The process of wound healing can be divided into different phases that chronologically overlap and build up on each other:
Cleansing- / Inflammatory Phase - Day 1 to 4
- Activation of blood coagulation
- Macrophages and granulocytes invade the tissue and start to clean the wound and fight any bacteria that might have infiltrated
- Characteristic symptoms of the process are redness and swelling of the wound
Granulation Phase - Day 3 to 12
- Fibroblasts invade the wound
- Collagen, elastin and other components of the extracellular matrix are secreted by fibroblasts and form temporary subcutaneous tissue
- Vascularisation occurs in the newly formed tissue
- The swelling disappears, the redness fades
Regenerative Phase - Day 6 to several weeks or months
- Keratinocytes migrate into the skin defect and start to close it, epithelialization and wound closure takes place - this occurs between day 6 and day 22
- The extracellular matrix is reorganized by the cells, this reorganization in the subcutaneous tissue takes place over a longer period of time - the maturation of the scar can take several weeks and up to months and years
Elastase plays a key role in wound healing
A fundamental process in the initial phase of wound healing is the enzymatic cleansing of the wound.
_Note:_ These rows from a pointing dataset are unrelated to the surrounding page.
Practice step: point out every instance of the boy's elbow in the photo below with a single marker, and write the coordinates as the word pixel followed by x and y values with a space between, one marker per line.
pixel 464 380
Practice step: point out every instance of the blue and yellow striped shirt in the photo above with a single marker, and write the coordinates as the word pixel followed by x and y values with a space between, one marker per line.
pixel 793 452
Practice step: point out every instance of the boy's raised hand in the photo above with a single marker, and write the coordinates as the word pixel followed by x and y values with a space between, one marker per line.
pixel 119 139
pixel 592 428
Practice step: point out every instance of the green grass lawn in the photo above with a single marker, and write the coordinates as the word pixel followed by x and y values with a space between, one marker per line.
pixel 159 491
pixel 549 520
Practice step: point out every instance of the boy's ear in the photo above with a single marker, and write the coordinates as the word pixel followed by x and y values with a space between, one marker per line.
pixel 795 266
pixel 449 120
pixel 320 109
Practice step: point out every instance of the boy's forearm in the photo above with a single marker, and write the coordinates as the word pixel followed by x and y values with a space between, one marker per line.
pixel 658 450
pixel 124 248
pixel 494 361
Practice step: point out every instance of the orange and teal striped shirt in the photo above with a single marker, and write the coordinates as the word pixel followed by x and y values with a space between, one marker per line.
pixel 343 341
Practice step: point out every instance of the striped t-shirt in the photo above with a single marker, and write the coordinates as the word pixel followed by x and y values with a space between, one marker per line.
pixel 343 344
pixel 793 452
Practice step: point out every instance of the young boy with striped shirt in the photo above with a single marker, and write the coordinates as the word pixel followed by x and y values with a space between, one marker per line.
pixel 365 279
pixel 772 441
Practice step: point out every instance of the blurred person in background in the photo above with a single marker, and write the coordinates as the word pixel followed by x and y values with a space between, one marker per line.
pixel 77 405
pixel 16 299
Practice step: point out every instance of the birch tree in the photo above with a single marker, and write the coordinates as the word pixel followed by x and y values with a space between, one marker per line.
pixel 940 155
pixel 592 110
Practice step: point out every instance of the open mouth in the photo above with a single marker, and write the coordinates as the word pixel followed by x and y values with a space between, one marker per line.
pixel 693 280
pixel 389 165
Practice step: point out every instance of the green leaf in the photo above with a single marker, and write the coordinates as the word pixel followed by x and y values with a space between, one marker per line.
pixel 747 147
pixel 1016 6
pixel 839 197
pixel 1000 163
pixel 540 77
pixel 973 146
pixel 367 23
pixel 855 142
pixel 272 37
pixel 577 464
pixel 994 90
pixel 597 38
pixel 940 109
Dead tissue is degraded along with elastin and collagen.
A key role is played during this phase by the destructive enzymes elastase and the matrix-metalloproteinases (MMPs). Some MMPs are activated by elastase.
In the normal process of wound healing, the destructive enzymes are deactivated through a complex regulatory mechanism, following completion of the cleansing phase.
The chronic wound gets trapped in the inflammatory phase.
If there is a disturbance in the interplay of the enzymes during the process of wound healing, specifically in the deactivation of MMPs, the wound can become destabilized. As a result, there can be a delay or even failure of the wound to heal - a chronic wound is the outcome.
The reasons of such disturbances can be numerous. Common causes include diseases such as diabetes, venous insufficiency or a zinc deficiency.